Logo Correio Braziliense
Crítica

Leia crítica do filme sobre uma suburbana contra o tráfico: é Vitória

Filme protagonizado por Fernanda Montenegro conta a história de uma mulher comum que enfrenta o crime organizado no Rio de Janeiro

Crítica // Vitória ★★★

"Dá nada, não" é uma das respostas jogadas ao vento, em um batalhão carioca, quando uma grave denúncia sobre crimes é feita pela idosa Nina (Fernanda Montenegro), bem antes de a "chapa ficar quente" em frente à ladeira da Misericórdia, na Zona Sul, em que mora. Numa cena discreta, o filme de Andrucha Waddington mostra a relevância da mente de Joana da Paz, a personagem em que o roteiro se baseou, capaz de remodelar parte da violência do tráfico: num testemunho inspirado, Nina (com a discrição de Montenegro) trata de seu testamento na passagem do tempo — ela já era habitante quando o morro à frente de sua janela era "uma floresta". O filme se passa em 2005 e vem baseado em dados reais.

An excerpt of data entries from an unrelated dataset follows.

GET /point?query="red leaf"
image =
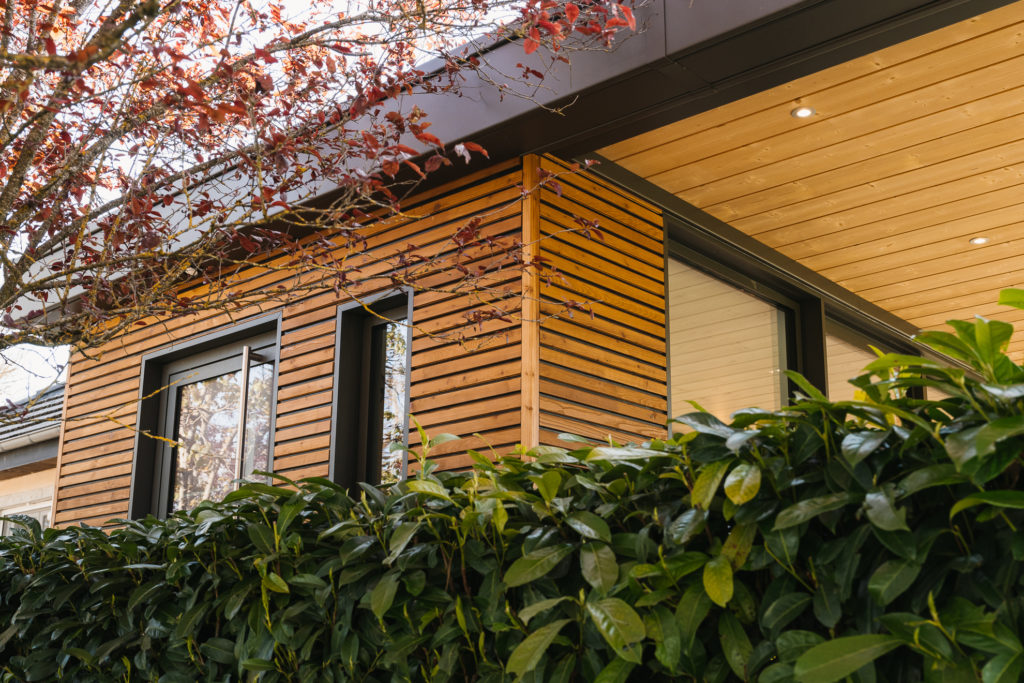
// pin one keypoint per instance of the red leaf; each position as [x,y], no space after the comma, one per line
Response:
[473,146]
[429,138]
[628,13]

Os tempos são outros, e "o dono do morro" agora "conhece" a cidadã de mais de 90 anos, protagonista do filme que tem roteiro de Paula Fiuza. Nina foi escondida pela vida: não recebe nada de correspondência e menos ainda mensagens na secretária eletrônica. Com os nervos à flor da pele, resiste aos tiroteios como pode, ora dentro da banheira, ora atirada ao chão. Para além das noites sem dormir, ela comanda a vida, sozinha, no vazio da existência e à reboque de sua rabugice; exigente, não dá refresco a sermões e a atitudes impulsivas, como a da bolsada no carro que a ameaça. Pelas brechas das persianas, ela entrevê a realidade dura ("gravada e sacramentada", em capturas de vídeo que registra como prova). Em lugar da própria segurança, Nina zela mais pela sua integridade de cidadã.

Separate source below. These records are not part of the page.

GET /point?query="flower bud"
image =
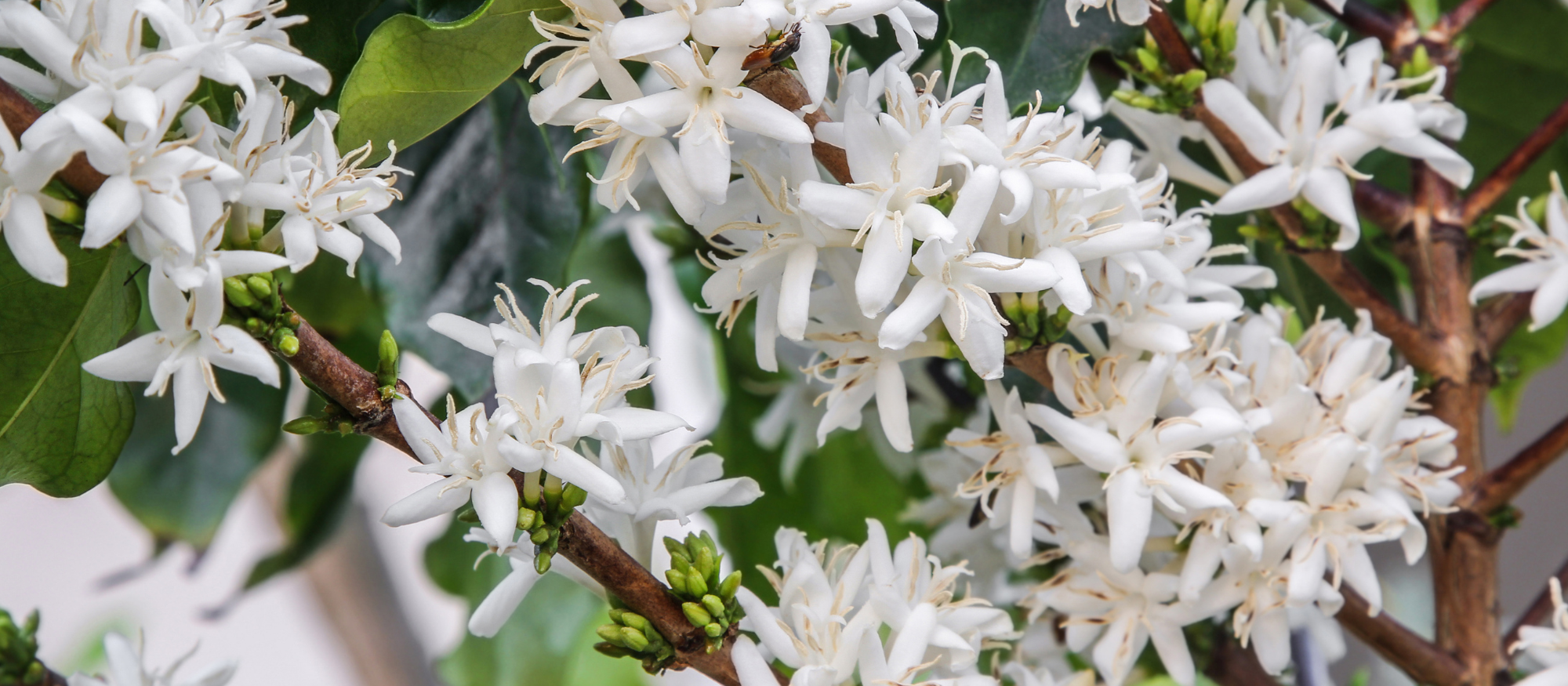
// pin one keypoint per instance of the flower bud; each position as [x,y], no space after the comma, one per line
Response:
[260,287]
[239,296]
[634,640]
[714,605]
[697,615]
[697,585]
[677,580]
[305,426]
[387,359]
[611,633]
[731,585]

Nas pequenas lições, declara guerra à opressão e à rispidez de terceiros. Em certa medida, o longa nacional se aproxima da linguagem de Sebastián Lélio, quando ele vasculhou a vida de Gloria Bell (na versão com Julianne Moore). Descrita no livro Dona Vitória Joana da Paz (do repórter policial Fábio Gusmão, no filme, interpretado por Alan Rocha), a personagem central ameaça ir a bingo, mas recua, dada a ilegalidade e, entre uma ação de X-9 (como é descrita) e outra, toma parte de uma matinê dançante, com a vizinha Bibiana (Linn da Quebrada, bastante expressiva).

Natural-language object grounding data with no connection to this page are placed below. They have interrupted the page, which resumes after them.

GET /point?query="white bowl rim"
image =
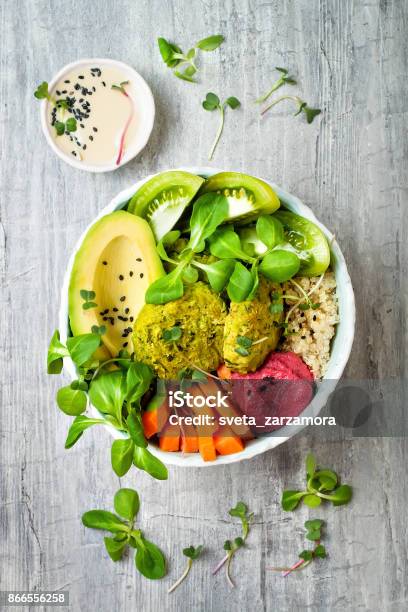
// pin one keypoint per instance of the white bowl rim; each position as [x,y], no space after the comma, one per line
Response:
[147,125]
[334,370]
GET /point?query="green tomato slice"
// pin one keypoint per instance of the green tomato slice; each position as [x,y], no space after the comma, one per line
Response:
[248,197]
[163,199]
[308,241]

Num filme com andamento muito convencional são as atitudes atípicas e exasperadas de Vitória que dão sustento ao enredo. Nisso, Fernanda é comedida e coerente. Num dos momentos de humor (enxertado no roteiro), a massoterapeuta coloca "meliante para andar", depois de um cerco com sete bandidos. A quintessência da democracia, Nina brada que "a rua é de todo mundo", defende e se afeiçoa por um menino em situação de vulnerabilidade e, entre rompantes, quando é pega, espionando da janela, por binóculos, revida, numa cusparada de ódio contra abusos e violências. "O tráfico não trabalha sozinho", como é dito no filme, e Dona Nina muito bem sabe disso.